Multiemployer pension plan sponsors would have a new hybrid option combining defined benefit and defined contribution features under bipartisan legislation introduced late Tuesday in the House of Representatives.
Reps. Phil Roe, R-Tenn., and Donald Norcross, D-N.J., introduced H.R. 4997, the Give Retirement Options to Workers (GROW) Act, that would allow sponsors to create the composite plans. The idea is part of an effort in Congress to address struggling multiemployer plans, including proposals to create a federal loan program.
The legislation is based on a proposal developed with the National Coordinating Committee for Multiemployer Plans.
Participants in existing multiemployer pension funds could join the new plans as part of their usual collective bargaining process, which would also require them to contribute to legacy plans that would be closed to further accruals.
Fund assets would be professionally managed, and the composite component of plans would have to be 120% funded to protect against market volatility.
Employers would negotiate a fixed contribution amount and be responsible only for their share, as opposed to unfunded liabilities that many multiemployer plans face.

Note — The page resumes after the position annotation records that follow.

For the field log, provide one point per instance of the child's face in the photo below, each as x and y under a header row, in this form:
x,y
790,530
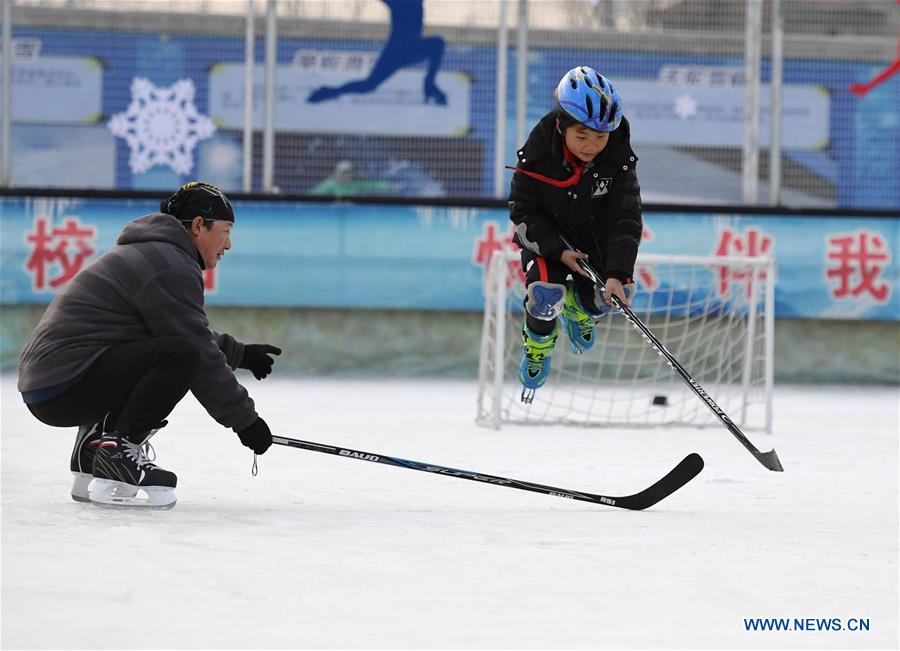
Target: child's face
x,y
585,143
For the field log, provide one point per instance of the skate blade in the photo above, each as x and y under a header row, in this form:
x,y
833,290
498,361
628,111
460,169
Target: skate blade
x,y
80,485
109,493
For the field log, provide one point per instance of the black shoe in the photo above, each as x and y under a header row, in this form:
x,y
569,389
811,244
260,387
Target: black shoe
x,y
121,468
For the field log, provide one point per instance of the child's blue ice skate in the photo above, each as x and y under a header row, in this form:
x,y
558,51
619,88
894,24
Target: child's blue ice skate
x,y
535,366
577,322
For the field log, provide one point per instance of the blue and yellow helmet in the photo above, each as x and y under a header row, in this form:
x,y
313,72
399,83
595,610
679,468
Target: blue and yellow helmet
x,y
590,98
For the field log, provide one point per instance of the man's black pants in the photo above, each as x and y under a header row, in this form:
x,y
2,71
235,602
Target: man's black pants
x,y
141,382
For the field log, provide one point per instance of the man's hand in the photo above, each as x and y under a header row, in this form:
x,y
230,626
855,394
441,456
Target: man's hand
x,y
257,360
570,258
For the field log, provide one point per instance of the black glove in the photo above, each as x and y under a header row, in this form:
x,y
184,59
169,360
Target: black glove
x,y
256,358
257,436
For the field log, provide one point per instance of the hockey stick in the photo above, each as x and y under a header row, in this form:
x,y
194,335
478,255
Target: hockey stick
x,y
681,474
768,459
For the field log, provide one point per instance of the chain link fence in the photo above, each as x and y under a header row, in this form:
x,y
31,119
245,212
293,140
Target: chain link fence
x,y
399,97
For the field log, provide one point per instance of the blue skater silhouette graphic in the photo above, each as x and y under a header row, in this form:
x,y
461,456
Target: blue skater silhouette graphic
x,y
404,47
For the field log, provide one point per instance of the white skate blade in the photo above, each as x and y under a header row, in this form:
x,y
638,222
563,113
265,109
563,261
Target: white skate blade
x,y
80,486
106,492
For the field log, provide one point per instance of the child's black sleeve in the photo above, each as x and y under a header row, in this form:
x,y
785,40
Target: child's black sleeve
x,y
627,225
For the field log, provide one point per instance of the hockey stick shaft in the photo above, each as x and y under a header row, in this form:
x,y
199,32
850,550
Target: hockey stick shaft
x,y
767,459
686,470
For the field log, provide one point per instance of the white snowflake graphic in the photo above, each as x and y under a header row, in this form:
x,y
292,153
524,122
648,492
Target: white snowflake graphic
x,y
161,126
685,107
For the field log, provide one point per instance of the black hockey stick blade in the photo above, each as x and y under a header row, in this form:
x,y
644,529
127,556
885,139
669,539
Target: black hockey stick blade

The bill's sponsors say it will enable multiemployer pension funds to maintain fiscal solvency while protecting participant benefits earned under a traditional multiemployer plan after they are shifted into the new composite plans.
Mr. Roe said in a statement that "the multiemployer pension system as currently structured is irreparably broken," and the composite plan idea should be part of other reforms. The composite plan idea has bipartisan backing in the House and is "widely supported by retirement security advocates," he said.
Mr. Norcross, a former multiemployer plan participant and negotiator, said in the same statement that "workers deserve a safe, secure retirement and, at the same time, employers deserve predictability and flexibility without excess liability."
NCCMP Executive Director Michael Scott said the legislation comes at a time when the stakes "could not be higher." He notes that the multiemployer pension system contributes $158 billion in federal taxes and more than $1 trillion to U.S. GDP, but faces uncertainty and instability.